A separate retrospective review of cancer care at the trust between April 2010 and March 2014, also published today, found “no evidence of systematic, deliberate data manipulation”.
It found 16 cases of possible deliberate and inappropriate data entry, but it could not could identify intent to deliberately falsify the figures.
Both investigations were launched last year, following allegations that staff felt pressurised into changing data. Police in Essex also launched a formal investigation into the allegations.
“It is reassuring to find that there is no evidence of staff being bullied into changing cancer data”

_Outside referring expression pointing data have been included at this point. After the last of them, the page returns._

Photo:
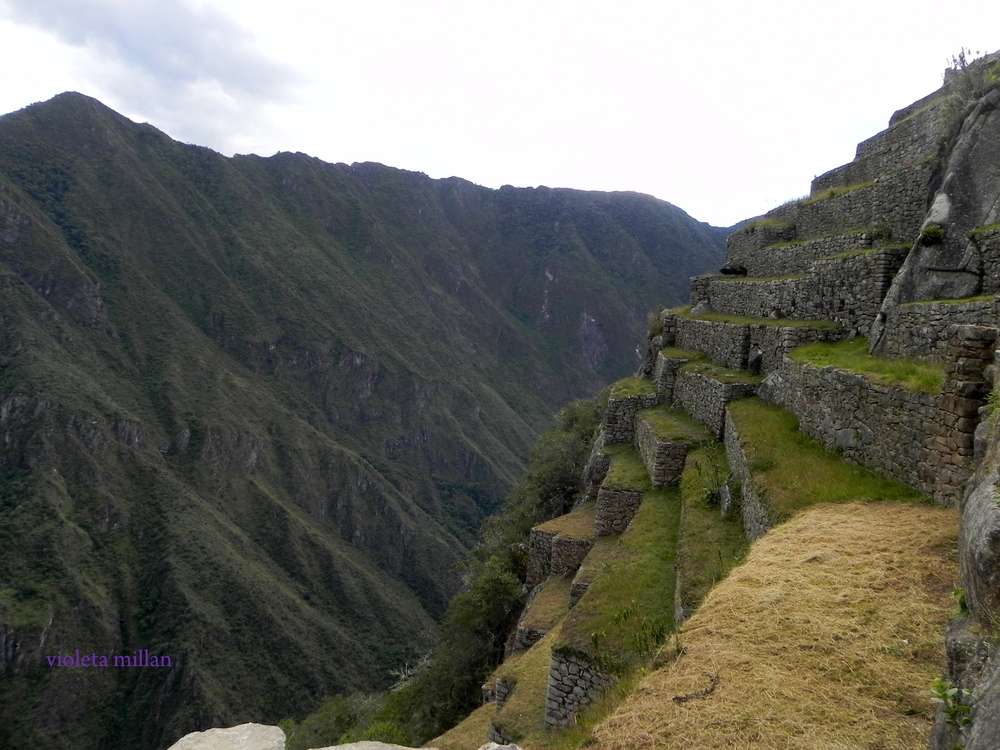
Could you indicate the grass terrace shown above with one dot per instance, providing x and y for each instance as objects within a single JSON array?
[
  {"x": 627, "y": 471},
  {"x": 710, "y": 545},
  {"x": 628, "y": 610},
  {"x": 852, "y": 355},
  {"x": 835, "y": 192},
  {"x": 847, "y": 605},
  {"x": 674, "y": 425},
  {"x": 741, "y": 320},
  {"x": 578, "y": 523},
  {"x": 720, "y": 373},
  {"x": 632, "y": 387},
  {"x": 792, "y": 471}
]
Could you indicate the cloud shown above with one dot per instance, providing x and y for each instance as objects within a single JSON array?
[{"x": 189, "y": 68}]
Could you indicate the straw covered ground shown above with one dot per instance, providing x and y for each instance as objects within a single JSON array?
[{"x": 826, "y": 637}]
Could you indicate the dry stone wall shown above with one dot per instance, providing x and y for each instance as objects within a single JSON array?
[
  {"x": 615, "y": 510},
  {"x": 914, "y": 138},
  {"x": 724, "y": 343},
  {"x": 567, "y": 554},
  {"x": 924, "y": 441},
  {"x": 619, "y": 420},
  {"x": 756, "y": 520},
  {"x": 539, "y": 556},
  {"x": 705, "y": 398},
  {"x": 922, "y": 329},
  {"x": 574, "y": 684},
  {"x": 664, "y": 460}
]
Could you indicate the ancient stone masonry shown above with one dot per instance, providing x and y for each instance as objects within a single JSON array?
[
  {"x": 665, "y": 374},
  {"x": 615, "y": 510},
  {"x": 664, "y": 459},
  {"x": 574, "y": 684},
  {"x": 848, "y": 290},
  {"x": 705, "y": 398},
  {"x": 539, "y": 556},
  {"x": 914, "y": 135},
  {"x": 922, "y": 440},
  {"x": 595, "y": 470},
  {"x": 725, "y": 343},
  {"x": 920, "y": 329},
  {"x": 619, "y": 421},
  {"x": 567, "y": 554},
  {"x": 756, "y": 521}
]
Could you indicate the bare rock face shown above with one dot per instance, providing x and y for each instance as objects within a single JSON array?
[
  {"x": 242, "y": 737},
  {"x": 945, "y": 263}
]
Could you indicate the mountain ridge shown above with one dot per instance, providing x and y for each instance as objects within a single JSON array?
[{"x": 254, "y": 408}]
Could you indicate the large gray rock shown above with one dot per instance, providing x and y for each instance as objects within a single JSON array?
[{"x": 242, "y": 737}]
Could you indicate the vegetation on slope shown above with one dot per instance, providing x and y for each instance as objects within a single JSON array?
[
  {"x": 847, "y": 603},
  {"x": 448, "y": 685},
  {"x": 256, "y": 407},
  {"x": 852, "y": 355},
  {"x": 791, "y": 471}
]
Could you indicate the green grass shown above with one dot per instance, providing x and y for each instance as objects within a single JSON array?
[
  {"x": 627, "y": 471},
  {"x": 578, "y": 523},
  {"x": 852, "y": 355},
  {"x": 769, "y": 222},
  {"x": 792, "y": 471},
  {"x": 710, "y": 545},
  {"x": 985, "y": 229},
  {"x": 674, "y": 425},
  {"x": 957, "y": 301},
  {"x": 550, "y": 604},
  {"x": 741, "y": 320},
  {"x": 720, "y": 373},
  {"x": 835, "y": 192},
  {"x": 631, "y": 598},
  {"x": 632, "y": 387}
]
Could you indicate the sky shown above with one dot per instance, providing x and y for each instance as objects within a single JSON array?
[{"x": 725, "y": 109}]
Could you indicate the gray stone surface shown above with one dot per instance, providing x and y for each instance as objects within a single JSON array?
[{"x": 241, "y": 737}]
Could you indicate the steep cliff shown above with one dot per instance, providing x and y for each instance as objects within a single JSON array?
[{"x": 253, "y": 409}]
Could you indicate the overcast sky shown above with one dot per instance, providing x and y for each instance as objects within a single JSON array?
[{"x": 725, "y": 109}]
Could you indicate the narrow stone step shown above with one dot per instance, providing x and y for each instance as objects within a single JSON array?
[{"x": 663, "y": 437}]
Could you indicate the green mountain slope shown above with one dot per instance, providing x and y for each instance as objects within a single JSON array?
[{"x": 253, "y": 409}]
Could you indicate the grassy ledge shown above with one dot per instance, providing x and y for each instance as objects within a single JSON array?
[
  {"x": 628, "y": 609},
  {"x": 578, "y": 523},
  {"x": 674, "y": 426},
  {"x": 627, "y": 471},
  {"x": 632, "y": 387},
  {"x": 852, "y": 355},
  {"x": 710, "y": 545},
  {"x": 741, "y": 320},
  {"x": 792, "y": 471},
  {"x": 720, "y": 373},
  {"x": 847, "y": 603}
]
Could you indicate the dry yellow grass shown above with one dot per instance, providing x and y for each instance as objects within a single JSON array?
[{"x": 827, "y": 637}]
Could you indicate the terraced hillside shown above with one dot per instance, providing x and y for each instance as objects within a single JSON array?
[{"x": 843, "y": 358}]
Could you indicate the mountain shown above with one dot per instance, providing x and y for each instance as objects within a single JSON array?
[{"x": 253, "y": 409}]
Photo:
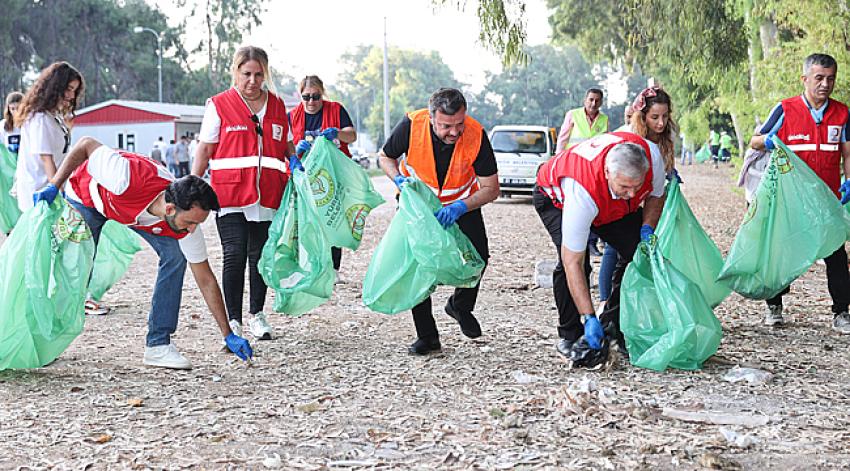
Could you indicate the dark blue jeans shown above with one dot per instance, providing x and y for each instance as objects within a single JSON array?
[{"x": 168, "y": 290}]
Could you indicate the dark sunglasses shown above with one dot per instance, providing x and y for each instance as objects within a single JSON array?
[{"x": 257, "y": 127}]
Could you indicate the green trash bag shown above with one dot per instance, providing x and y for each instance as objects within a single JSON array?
[
  {"x": 794, "y": 220},
  {"x": 115, "y": 250},
  {"x": 703, "y": 154},
  {"x": 416, "y": 254},
  {"x": 44, "y": 271},
  {"x": 9, "y": 212},
  {"x": 664, "y": 316},
  {"x": 342, "y": 191},
  {"x": 296, "y": 260},
  {"x": 685, "y": 244}
]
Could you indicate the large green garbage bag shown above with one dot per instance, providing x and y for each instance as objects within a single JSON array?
[
  {"x": 703, "y": 154},
  {"x": 115, "y": 250},
  {"x": 342, "y": 191},
  {"x": 794, "y": 220},
  {"x": 296, "y": 260},
  {"x": 416, "y": 254},
  {"x": 685, "y": 244},
  {"x": 9, "y": 212},
  {"x": 44, "y": 271},
  {"x": 664, "y": 316}
]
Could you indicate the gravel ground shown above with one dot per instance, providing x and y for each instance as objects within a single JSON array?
[{"x": 336, "y": 388}]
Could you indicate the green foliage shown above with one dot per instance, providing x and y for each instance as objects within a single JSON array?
[{"x": 414, "y": 76}]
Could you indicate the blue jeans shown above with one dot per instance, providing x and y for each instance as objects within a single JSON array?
[
  {"x": 606, "y": 271},
  {"x": 168, "y": 290}
]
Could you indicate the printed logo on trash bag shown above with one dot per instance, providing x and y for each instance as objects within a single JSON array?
[
  {"x": 323, "y": 187},
  {"x": 783, "y": 161},
  {"x": 356, "y": 216},
  {"x": 72, "y": 227}
]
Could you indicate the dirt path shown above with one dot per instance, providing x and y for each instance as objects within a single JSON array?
[{"x": 337, "y": 389}]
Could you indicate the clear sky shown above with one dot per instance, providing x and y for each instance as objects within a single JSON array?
[{"x": 294, "y": 33}]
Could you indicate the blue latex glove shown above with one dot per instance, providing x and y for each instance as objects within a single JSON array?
[
  {"x": 674, "y": 174},
  {"x": 593, "y": 331},
  {"x": 295, "y": 163},
  {"x": 845, "y": 188},
  {"x": 400, "y": 180},
  {"x": 330, "y": 133},
  {"x": 302, "y": 147},
  {"x": 47, "y": 193},
  {"x": 768, "y": 142},
  {"x": 239, "y": 346},
  {"x": 646, "y": 231},
  {"x": 448, "y": 215}
]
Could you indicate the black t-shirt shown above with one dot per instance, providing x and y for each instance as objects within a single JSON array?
[
  {"x": 399, "y": 142},
  {"x": 313, "y": 122}
]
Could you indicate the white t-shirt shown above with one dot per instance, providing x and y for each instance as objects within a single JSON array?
[
  {"x": 580, "y": 210},
  {"x": 42, "y": 133},
  {"x": 210, "y": 133},
  {"x": 112, "y": 171},
  {"x": 4, "y": 135}
]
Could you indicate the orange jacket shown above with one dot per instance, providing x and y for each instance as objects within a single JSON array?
[{"x": 461, "y": 180}]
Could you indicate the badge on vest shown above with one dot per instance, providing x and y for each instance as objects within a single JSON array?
[{"x": 833, "y": 134}]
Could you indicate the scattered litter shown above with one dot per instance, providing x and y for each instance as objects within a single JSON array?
[{"x": 750, "y": 375}]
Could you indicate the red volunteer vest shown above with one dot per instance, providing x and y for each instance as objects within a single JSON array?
[
  {"x": 240, "y": 173},
  {"x": 585, "y": 163},
  {"x": 330, "y": 119},
  {"x": 147, "y": 180},
  {"x": 819, "y": 145}
]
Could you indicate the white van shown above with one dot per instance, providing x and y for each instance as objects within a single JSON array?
[{"x": 520, "y": 150}]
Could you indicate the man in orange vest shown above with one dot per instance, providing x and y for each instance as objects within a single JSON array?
[
  {"x": 597, "y": 185},
  {"x": 450, "y": 152},
  {"x": 816, "y": 128}
]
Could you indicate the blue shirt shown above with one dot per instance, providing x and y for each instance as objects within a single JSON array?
[{"x": 777, "y": 117}]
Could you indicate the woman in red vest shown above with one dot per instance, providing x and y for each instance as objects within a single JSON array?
[
  {"x": 315, "y": 116},
  {"x": 245, "y": 141}
]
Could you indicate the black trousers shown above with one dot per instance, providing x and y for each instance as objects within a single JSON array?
[
  {"x": 623, "y": 235},
  {"x": 336, "y": 256},
  {"x": 463, "y": 300},
  {"x": 242, "y": 241},
  {"x": 837, "y": 281}
]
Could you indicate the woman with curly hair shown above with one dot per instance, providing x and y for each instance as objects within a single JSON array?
[{"x": 45, "y": 137}]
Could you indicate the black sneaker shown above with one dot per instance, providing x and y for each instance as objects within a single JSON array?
[
  {"x": 468, "y": 323},
  {"x": 424, "y": 347}
]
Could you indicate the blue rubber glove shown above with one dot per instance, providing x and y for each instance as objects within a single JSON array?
[
  {"x": 768, "y": 142},
  {"x": 646, "y": 232},
  {"x": 674, "y": 174},
  {"x": 239, "y": 346},
  {"x": 47, "y": 193},
  {"x": 295, "y": 163},
  {"x": 302, "y": 147},
  {"x": 845, "y": 188},
  {"x": 330, "y": 133},
  {"x": 400, "y": 180},
  {"x": 448, "y": 215},
  {"x": 593, "y": 331}
]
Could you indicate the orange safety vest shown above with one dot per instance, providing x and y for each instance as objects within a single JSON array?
[{"x": 461, "y": 181}]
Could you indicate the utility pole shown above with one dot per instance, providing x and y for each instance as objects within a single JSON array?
[{"x": 386, "y": 87}]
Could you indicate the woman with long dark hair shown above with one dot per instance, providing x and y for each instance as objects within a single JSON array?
[{"x": 45, "y": 136}]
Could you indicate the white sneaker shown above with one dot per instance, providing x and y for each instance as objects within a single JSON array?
[
  {"x": 773, "y": 316},
  {"x": 260, "y": 327},
  {"x": 166, "y": 356}
]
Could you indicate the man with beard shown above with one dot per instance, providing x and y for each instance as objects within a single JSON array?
[{"x": 136, "y": 191}]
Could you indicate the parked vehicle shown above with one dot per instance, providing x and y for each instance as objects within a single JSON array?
[{"x": 520, "y": 150}]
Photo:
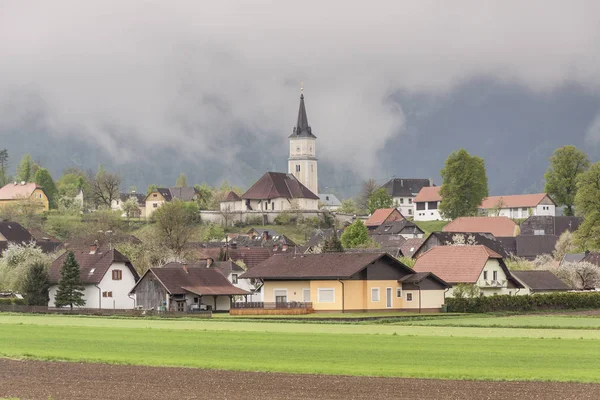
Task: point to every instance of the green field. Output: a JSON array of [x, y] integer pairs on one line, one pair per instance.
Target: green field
[[448, 352]]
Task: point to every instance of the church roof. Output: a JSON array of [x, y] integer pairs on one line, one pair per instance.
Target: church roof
[[302, 129], [277, 184]]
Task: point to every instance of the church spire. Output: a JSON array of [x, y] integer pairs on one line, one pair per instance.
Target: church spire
[[302, 128]]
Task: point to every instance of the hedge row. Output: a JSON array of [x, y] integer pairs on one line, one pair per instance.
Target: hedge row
[[551, 301], [8, 302]]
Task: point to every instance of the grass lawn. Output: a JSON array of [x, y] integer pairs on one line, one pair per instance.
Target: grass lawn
[[376, 350], [431, 226]]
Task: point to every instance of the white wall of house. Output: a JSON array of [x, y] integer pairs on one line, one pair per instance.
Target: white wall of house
[[427, 214], [97, 296]]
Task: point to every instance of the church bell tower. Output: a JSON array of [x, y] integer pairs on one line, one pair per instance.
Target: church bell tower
[[303, 161]]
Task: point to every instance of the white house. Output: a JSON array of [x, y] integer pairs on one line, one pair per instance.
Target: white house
[[476, 265], [518, 206], [426, 204], [404, 191], [106, 274]]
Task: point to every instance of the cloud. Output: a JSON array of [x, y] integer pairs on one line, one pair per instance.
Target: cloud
[[190, 75]]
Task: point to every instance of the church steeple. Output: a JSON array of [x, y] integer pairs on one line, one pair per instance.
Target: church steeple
[[302, 129]]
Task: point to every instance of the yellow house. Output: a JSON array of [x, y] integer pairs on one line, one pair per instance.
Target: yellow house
[[13, 193], [348, 282]]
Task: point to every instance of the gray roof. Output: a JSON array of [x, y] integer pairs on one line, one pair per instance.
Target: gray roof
[[400, 187], [330, 200], [302, 128]]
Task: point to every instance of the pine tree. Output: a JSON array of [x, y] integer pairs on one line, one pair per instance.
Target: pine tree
[[36, 285], [70, 288]]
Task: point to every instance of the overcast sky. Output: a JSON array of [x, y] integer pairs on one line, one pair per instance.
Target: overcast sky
[[186, 73]]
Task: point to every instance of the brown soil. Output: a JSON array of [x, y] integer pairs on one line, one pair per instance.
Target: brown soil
[[61, 380]]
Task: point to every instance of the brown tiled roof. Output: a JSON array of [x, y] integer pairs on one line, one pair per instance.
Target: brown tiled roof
[[232, 196], [430, 193], [381, 215], [455, 263], [14, 191], [497, 226], [198, 279], [277, 184], [92, 267], [409, 246], [513, 201], [316, 266], [540, 280]]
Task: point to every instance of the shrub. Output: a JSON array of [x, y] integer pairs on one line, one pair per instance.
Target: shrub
[[551, 301]]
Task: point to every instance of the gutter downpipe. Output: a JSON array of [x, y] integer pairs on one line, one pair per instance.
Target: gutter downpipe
[[99, 297], [343, 290]]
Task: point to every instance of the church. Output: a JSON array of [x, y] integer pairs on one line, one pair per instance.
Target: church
[[278, 191]]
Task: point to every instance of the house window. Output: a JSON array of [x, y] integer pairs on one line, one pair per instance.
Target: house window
[[117, 274], [326, 296], [375, 294]]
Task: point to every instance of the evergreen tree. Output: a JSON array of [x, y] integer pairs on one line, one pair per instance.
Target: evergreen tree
[[44, 179], [70, 288], [464, 185], [36, 285]]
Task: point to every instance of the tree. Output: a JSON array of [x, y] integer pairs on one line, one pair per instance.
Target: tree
[[70, 289], [3, 167], [333, 244], [369, 187], [181, 180], [464, 185], [566, 164], [36, 285], [587, 204], [355, 235], [105, 187], [174, 224], [130, 208], [44, 179], [379, 199], [25, 169]]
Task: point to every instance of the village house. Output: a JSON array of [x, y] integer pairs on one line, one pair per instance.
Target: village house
[[497, 226], [549, 225], [181, 287], [381, 216], [347, 282], [14, 193], [404, 228], [158, 197], [535, 282], [106, 274], [403, 192], [518, 206], [427, 204], [475, 265], [139, 198], [462, 238]]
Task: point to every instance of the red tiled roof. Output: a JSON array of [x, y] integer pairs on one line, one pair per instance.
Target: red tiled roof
[[513, 201], [14, 191], [277, 184], [381, 215], [497, 226], [431, 193], [92, 267], [455, 264]]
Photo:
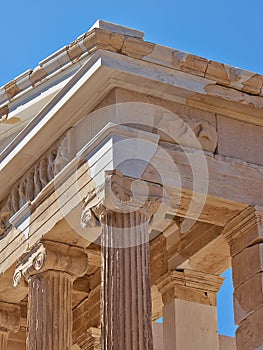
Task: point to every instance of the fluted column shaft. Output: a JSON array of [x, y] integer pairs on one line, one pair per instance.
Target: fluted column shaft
[[49, 311], [123, 206], [50, 269], [90, 340], [126, 288], [3, 340], [9, 322], [244, 233]]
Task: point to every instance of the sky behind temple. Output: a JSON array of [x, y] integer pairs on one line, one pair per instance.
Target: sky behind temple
[[228, 31]]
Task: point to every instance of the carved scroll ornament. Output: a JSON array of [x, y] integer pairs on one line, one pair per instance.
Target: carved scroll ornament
[[122, 194]]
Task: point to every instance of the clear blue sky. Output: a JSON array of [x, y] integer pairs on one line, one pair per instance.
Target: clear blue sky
[[228, 31]]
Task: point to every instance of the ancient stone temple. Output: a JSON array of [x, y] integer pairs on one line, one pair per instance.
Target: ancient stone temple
[[131, 178]]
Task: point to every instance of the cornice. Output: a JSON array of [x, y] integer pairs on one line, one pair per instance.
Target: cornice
[[128, 42]]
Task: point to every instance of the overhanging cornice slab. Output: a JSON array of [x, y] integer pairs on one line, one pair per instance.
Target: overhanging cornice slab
[[102, 72]]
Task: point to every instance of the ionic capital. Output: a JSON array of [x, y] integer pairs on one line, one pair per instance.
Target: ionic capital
[[190, 285], [9, 317], [49, 255], [121, 194], [245, 229]]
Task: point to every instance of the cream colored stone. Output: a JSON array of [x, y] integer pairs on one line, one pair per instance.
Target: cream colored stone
[[217, 71], [190, 326], [248, 297], [227, 343], [247, 263], [158, 336], [245, 145], [163, 77], [136, 48], [249, 335]]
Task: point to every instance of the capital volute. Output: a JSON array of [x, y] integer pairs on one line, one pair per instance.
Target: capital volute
[[10, 315], [49, 255], [121, 194]]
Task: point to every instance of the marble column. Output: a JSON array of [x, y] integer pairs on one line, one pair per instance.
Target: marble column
[[245, 237], [9, 322], [50, 269], [124, 214], [189, 311], [90, 340]]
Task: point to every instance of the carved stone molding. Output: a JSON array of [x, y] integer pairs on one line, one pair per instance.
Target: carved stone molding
[[121, 194], [190, 132], [245, 229], [9, 317], [190, 285], [50, 255], [37, 177]]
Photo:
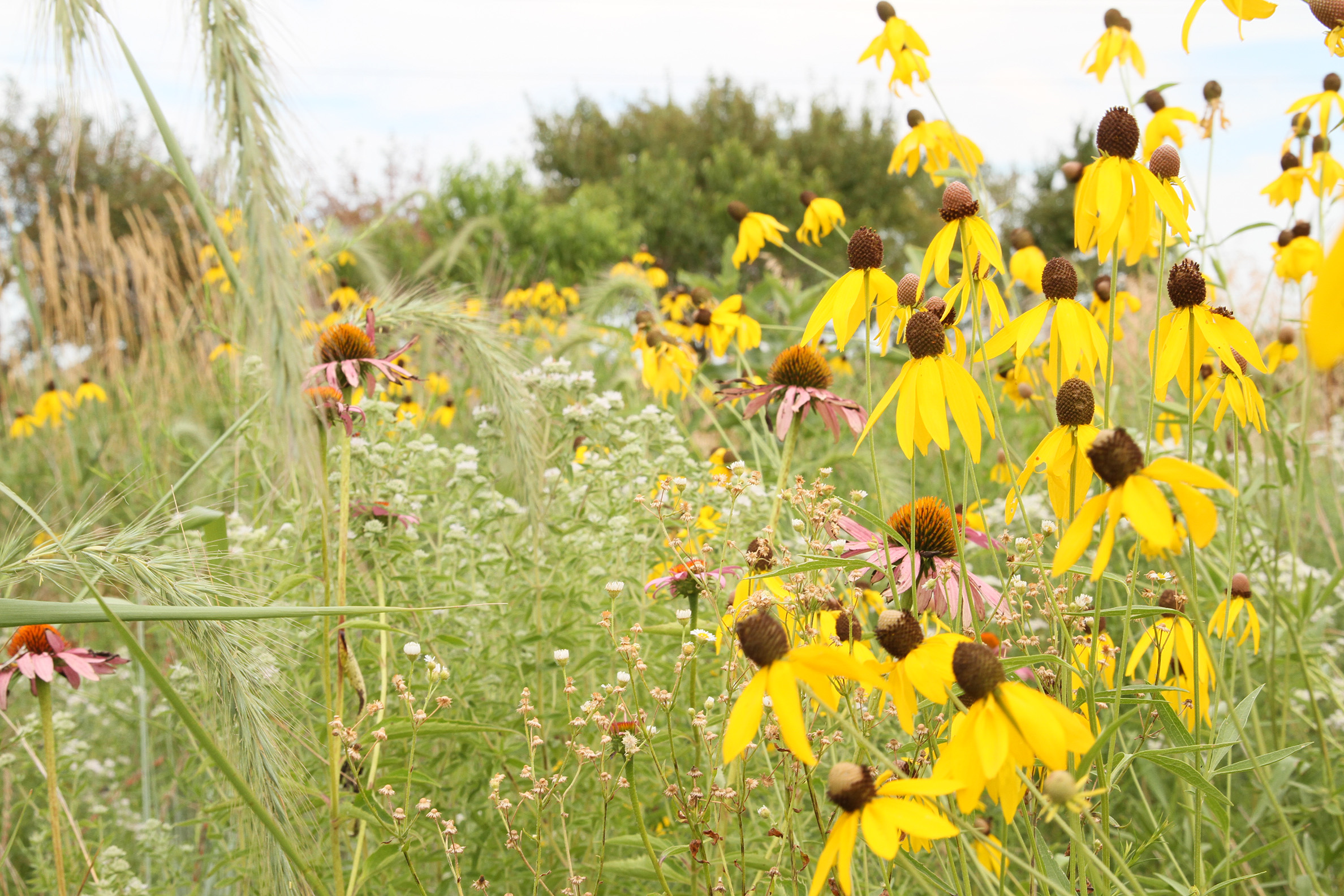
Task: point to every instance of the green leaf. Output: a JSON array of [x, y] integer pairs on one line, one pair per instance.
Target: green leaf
[[1268, 759]]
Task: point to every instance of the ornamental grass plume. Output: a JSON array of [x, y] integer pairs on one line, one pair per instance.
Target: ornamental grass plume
[[1117, 190], [799, 379], [1007, 727], [755, 230], [1132, 493], [931, 385], [852, 300], [1116, 45], [882, 807]]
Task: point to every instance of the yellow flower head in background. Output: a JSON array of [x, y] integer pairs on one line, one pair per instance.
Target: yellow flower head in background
[[1163, 124], [1116, 188], [1006, 727], [1132, 493], [1243, 10], [1114, 45], [1063, 453], [881, 805], [902, 44], [856, 295], [1214, 328], [23, 427], [89, 391], [755, 230], [1282, 350], [820, 217], [1027, 262], [765, 643], [940, 144], [931, 385]]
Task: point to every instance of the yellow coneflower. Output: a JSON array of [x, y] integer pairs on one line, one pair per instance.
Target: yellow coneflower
[[1296, 255], [89, 391], [1243, 10], [856, 295], [755, 230], [917, 662], [1006, 727], [1077, 342], [1134, 495], [1062, 456], [765, 643], [880, 805], [223, 348], [1230, 610], [1114, 45], [1214, 328], [820, 216], [53, 406], [1117, 188], [1238, 393], [1163, 124], [23, 425], [1288, 186], [1282, 350], [1027, 262], [931, 385], [940, 144]]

The independent investigation, which was commissioned by the foundation trust regulator Monitor, found “no evidence to support the view that there is a systemic culture of bullying in the trust and this suggestion was strongly rejected by the staff and their representatives”.
However, some staff said “they considered that there were some parts of the trust where staff had experienced bullying behaviour by an individual manager”, which “may not always have been quickly identified and remedied by the trust”.
Staff became concerned about the introduction of a new validation process for cancer data in 2011, the invesitgation found.
It found Mark Jarman-Howe, the then associate director of cancer services, failed to adequately explain his decisions for changing data, “which in some cases were difficult to explain and not understood by colleagues”.
“We concluded that this lack of engagement was the causal factor in the initial escalation of the concerns outside the normal line management arrangements,” the report stated.
It also found that in preliminary investigation into staff concerns, carried out by the trust’s former finance director Mike Baker in February 2012, was “flawed and mismanaged”. The outcome of the investigation was also “haphazardly communicated to other executive colleagues”.
Because the key managers linked to the issue were no longer employed by the trust, the report stated that it would be “inappropriate” to take disciplinary action against managers who were currently there.
Meanwhile, the review into cancer care found “a number of small discrepancies between recorded and actual patient data”.
However, it concluded they were”most likely to be the result of minor, but erroneous interpretations” of the cancer waiting guidelines, which “sometimes made waiting times appear longer than in reality and sometimes shorter”.
It found evidence of poor documentation and record keeping at the trust, which included data entry errors, misinterpretation of national guidance, operating process issues, poor information sharing and poor record keeping.
It also identified a number of patients who had received “suboptimal care, diagnosis or treatment”.
Adam Cayley, Monitor’s regional director, said the report “should bring a very difficult chapter in the history of this trust to a close.
“It is reassuring to find that there is no evidence of staff being bullied into changing cancer data, but it is even clearer that there were serious managerial failures at the trust,” he said.
“The new management team at the hospital is already delivering improvements for patients – a process we expect to see continue,” he added.
Trust chief executive Lucy Moore said the Monitor-commissioned investigation “gives reassurance” that no evidence of data manipulation or of systematic culture of bullying was found at the trust.
She said the trust apologised unreservedly to any of patients who suffered delays in treatment, diagnosis or received poor care, and that was in contact with all patients who received significant sub-optimal care.